Initial impressions of the array’s performance on 40 meters are favorable.

> East vs West front to back on is typically 10-15 db. DX performance to Europe is especially noteworthy. Moreover, background noise is often significantly reduced.
> Rejection off the side of the array is typically 8 – 10 db.
> Feeding both elements in phase results in largely omnidirectional performance but down typically 10 db from beaming East or West.
> Performance on other bands when feeding both loops in phase is acceptable but typically down 8 – 12 db from the 10-80 meter multi-band loop.

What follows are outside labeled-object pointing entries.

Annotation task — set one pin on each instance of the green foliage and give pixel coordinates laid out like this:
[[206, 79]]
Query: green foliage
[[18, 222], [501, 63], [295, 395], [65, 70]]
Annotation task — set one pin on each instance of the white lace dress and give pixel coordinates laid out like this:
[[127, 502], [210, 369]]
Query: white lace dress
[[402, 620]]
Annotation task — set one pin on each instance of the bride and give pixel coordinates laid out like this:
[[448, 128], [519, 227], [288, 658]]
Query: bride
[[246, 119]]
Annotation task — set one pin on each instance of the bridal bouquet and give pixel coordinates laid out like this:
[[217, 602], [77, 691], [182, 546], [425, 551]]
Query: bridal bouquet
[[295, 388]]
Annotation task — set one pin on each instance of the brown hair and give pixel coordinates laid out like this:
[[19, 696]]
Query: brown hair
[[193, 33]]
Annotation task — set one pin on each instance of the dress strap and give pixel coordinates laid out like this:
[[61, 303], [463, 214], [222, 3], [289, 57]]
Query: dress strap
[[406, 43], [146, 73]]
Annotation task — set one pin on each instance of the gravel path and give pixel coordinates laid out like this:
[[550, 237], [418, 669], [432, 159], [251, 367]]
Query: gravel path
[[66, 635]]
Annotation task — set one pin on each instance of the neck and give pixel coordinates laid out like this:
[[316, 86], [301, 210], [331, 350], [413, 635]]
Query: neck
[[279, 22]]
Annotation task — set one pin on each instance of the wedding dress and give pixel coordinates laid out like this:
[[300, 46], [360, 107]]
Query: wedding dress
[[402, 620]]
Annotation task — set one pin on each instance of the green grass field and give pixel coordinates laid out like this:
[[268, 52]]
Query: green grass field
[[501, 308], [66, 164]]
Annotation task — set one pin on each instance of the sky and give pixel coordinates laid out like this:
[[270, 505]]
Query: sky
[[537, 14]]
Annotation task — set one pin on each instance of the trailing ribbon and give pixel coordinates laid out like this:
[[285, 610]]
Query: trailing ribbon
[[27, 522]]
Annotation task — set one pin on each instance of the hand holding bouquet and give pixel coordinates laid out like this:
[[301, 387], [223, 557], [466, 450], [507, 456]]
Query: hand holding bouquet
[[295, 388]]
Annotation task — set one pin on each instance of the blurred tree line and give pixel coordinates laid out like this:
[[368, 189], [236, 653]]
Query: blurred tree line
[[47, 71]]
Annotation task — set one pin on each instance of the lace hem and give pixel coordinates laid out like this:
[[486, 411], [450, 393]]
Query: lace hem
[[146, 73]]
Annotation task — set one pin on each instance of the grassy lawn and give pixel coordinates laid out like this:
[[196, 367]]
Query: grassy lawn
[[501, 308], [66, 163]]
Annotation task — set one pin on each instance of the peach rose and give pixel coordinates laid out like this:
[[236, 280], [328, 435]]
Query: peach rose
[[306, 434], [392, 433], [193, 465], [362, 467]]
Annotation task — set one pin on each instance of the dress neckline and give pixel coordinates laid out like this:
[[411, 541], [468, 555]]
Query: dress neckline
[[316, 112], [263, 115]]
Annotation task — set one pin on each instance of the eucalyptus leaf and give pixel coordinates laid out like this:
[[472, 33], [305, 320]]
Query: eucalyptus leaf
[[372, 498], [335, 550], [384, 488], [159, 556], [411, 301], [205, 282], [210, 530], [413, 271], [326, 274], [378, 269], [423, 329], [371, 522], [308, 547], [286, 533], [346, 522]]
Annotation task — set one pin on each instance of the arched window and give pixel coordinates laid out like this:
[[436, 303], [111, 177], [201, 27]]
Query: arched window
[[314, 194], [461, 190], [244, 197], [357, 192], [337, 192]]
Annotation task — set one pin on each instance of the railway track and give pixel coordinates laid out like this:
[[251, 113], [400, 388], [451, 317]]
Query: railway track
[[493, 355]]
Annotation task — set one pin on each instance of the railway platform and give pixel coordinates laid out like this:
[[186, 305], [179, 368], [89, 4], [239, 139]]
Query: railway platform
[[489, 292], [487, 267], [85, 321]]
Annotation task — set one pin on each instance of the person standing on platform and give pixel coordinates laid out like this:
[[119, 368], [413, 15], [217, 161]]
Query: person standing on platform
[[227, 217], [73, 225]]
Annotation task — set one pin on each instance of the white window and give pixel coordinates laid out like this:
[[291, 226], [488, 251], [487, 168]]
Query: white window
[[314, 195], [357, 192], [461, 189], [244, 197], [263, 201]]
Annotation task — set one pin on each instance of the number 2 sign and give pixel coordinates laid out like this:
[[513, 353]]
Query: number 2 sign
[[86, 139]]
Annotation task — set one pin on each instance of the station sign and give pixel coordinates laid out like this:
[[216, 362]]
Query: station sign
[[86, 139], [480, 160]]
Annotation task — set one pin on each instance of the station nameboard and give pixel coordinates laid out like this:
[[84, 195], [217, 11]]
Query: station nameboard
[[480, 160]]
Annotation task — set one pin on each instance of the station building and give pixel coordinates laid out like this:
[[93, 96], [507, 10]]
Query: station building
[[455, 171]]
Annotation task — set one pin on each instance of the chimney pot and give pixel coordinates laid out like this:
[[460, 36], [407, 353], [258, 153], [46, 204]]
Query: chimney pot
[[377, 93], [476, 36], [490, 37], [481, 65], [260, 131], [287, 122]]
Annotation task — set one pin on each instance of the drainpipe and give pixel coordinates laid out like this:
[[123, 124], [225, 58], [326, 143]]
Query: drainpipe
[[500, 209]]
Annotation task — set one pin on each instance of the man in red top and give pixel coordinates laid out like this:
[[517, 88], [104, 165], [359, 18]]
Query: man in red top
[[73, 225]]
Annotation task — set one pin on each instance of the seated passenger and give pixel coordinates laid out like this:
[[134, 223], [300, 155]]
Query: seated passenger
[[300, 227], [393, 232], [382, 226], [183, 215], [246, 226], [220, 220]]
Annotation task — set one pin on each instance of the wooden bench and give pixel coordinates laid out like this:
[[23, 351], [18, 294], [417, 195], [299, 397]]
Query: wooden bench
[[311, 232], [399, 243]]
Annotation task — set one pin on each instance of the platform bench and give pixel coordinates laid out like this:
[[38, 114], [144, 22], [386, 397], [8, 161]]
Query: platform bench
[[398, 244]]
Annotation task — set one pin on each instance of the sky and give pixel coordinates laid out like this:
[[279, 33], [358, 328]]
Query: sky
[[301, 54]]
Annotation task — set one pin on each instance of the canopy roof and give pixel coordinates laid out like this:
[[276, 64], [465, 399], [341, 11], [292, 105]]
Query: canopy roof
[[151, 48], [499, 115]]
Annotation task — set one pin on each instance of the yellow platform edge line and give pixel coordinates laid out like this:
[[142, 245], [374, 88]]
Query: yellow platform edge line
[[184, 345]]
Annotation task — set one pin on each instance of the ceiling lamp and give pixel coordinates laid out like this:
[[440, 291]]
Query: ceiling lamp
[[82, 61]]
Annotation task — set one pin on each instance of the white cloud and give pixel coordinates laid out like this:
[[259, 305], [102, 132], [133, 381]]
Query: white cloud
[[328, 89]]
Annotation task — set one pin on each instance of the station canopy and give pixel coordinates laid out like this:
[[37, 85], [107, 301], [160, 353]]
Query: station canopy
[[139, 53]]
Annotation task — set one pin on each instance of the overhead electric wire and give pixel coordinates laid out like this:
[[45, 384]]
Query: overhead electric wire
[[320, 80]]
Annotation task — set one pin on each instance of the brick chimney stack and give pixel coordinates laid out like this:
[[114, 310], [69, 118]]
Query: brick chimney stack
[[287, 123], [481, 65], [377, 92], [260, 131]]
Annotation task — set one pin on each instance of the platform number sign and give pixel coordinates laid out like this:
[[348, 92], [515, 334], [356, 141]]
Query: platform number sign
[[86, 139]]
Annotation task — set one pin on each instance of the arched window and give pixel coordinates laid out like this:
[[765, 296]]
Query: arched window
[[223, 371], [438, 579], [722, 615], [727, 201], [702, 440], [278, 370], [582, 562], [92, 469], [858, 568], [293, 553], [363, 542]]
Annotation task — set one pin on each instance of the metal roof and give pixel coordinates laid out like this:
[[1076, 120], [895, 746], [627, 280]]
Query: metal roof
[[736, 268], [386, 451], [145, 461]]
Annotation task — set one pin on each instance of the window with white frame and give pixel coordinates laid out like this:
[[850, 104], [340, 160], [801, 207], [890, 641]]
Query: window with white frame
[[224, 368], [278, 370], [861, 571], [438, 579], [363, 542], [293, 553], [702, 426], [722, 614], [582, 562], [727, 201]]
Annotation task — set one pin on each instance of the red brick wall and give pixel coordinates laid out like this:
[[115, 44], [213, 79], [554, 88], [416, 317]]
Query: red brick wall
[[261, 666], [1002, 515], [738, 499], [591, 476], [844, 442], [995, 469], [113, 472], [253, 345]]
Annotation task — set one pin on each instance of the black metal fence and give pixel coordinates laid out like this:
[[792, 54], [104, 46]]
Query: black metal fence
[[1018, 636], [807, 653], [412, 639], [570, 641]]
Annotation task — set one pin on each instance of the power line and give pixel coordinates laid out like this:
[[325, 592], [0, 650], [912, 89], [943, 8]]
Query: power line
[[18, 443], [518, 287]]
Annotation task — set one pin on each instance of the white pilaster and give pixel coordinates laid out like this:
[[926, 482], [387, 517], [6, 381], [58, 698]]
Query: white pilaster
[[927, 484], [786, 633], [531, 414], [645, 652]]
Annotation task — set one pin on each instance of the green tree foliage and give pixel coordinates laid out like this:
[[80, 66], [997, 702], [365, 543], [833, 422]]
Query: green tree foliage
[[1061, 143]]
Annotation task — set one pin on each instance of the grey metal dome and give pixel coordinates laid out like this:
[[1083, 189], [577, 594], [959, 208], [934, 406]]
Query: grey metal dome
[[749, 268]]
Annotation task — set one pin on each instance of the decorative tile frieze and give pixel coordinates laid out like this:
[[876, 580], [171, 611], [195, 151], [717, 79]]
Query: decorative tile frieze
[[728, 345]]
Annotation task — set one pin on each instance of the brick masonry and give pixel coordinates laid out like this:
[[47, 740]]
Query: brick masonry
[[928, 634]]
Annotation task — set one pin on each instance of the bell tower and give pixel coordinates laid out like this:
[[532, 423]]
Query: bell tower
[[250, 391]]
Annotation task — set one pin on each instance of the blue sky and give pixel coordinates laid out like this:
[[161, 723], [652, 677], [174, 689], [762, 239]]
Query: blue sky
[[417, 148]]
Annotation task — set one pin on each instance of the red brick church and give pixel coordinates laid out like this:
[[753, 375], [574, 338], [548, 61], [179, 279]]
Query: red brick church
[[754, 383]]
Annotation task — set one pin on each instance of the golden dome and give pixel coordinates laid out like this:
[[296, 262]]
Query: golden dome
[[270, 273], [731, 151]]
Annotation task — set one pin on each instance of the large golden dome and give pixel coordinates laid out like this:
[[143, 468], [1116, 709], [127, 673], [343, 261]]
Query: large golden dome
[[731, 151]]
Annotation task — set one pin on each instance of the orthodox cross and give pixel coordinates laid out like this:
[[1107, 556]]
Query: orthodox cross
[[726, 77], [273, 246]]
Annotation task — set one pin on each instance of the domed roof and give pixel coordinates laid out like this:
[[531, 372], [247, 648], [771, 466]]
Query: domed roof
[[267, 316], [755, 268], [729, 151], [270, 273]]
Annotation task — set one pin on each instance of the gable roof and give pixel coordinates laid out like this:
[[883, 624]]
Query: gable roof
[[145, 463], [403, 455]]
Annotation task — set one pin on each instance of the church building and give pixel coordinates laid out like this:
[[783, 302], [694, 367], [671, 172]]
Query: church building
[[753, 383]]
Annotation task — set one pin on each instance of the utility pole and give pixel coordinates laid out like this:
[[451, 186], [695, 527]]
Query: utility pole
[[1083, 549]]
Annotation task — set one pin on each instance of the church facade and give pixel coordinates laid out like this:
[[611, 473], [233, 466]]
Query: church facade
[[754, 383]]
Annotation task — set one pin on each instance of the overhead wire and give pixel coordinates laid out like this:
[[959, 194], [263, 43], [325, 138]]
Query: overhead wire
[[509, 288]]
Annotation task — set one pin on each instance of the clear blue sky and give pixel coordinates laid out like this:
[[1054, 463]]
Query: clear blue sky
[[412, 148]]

> The 40 meter array is fun to use and is a worthwhile antenna on 40 meters especially for DX. Feeding it entirely with 300 ohms works very well and certainly provides a much lower profile with the fringe benefit of permitting the array to be used on other bands albeit at reduced effective over a large ladder line fed loop.

Back to the future:

Decided to retire the array 03/18/2011. Being primarily a “rag chewer” on 40 meters, I often talk to several hams at the same time. The array often proved to be a burden especially when one ham is somewhere East and the another is West. I might well feel differently if I lived on either coast or was primarily a DXer.

I have used large ladder line fed loop antennas for years including the one I use now as described at . They certainly are not directional but make up for it in so many other ways.

I’m not at all disappointed in having built the 40 meter wire array described here. It was a great learning experience which made it entirely worthwhile for me and perhaps others who may be contemplating a two element delta loop array. They really do work well!